Chancen in einem unsicheren Umfeld
Kurz vor dem Jahreswechsel müssen die Anleger ihren Optimismus hinsichtlich der Weltwirtschaft gegen die vielen Unsicherheiten, mit denen wir konfrontiert sind, abwägen. Bei Anleihen bedeutet das, dass Sie mittel- bis langfristige USStaatsanleihen und Investment-Grade Unternehmensanleihen mit soliden Renditen in Betracht ziehen könnten – oder auch Hochzinsanleihen mit verlockenden, nahezu zweistelligen Renditen.
Die Wahl hängt wirklich von Ihrer Einschätzung der weiteren wirtschaftlichen Entwicklung und Ihrer Risikobereitschaft ab. Bei Aktien dürfen Sie sich meiner Meinung nach nicht auf die kleine Gruppe der Unternehmen beschränken, die im Jahr 2023 den Markt anführten. Meines Erachtens werden sich die Wertzuwächse künftig verbreitern. Bereiche, die nicht solche Rallyes erlebten wie die stärksten Sektoren, könnten attraktiver sein.

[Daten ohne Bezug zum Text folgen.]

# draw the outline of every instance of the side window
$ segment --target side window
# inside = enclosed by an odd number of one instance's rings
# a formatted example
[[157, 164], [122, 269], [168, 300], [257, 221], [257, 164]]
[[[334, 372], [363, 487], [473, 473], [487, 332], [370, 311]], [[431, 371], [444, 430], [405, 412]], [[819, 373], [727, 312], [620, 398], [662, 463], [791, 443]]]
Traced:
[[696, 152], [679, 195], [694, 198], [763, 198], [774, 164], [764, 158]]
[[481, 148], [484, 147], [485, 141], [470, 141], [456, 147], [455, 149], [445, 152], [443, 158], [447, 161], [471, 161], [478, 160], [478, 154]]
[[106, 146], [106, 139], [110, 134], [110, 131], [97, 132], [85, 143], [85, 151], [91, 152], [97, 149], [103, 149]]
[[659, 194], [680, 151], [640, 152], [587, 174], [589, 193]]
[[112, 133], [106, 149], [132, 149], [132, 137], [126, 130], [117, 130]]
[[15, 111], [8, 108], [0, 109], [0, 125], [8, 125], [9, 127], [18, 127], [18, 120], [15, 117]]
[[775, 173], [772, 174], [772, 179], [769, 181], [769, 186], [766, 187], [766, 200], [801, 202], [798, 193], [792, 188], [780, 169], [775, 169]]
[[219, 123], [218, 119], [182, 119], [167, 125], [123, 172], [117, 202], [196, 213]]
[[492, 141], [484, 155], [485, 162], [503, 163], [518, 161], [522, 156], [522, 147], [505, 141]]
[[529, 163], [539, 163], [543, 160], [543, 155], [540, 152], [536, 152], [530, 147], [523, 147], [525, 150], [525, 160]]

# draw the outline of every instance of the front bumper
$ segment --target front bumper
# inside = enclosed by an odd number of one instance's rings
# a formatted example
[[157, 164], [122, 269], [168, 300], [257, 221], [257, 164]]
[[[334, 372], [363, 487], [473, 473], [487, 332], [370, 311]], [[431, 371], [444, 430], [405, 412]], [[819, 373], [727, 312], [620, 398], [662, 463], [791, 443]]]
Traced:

Die Märkte differenzieren wieder
Während der Covid-19-Pandemie und unmittelbar danach verfolgten die Zentralbanken und Regierungen mit ihrer Geldbzw. Fiskalpolitik ein gemeinsames Ziel: die Stabilisierung der Wirtschaft. Sie setzten vielleicht unterschiedliche Taktiken ein, aber mit weitgehend demselben Ziel. Im Laufe des Jahres 2023 haben wir erstmals wieder eine gewisse Differenzierung der politischen Maßnahmen und wirtschaftlichen Ergebnisse beobachtet. Unserer Einschätzung nach könnte sich diese Differenzierung im Laufe des Jahres 2024 verstärken (Abbildung 1).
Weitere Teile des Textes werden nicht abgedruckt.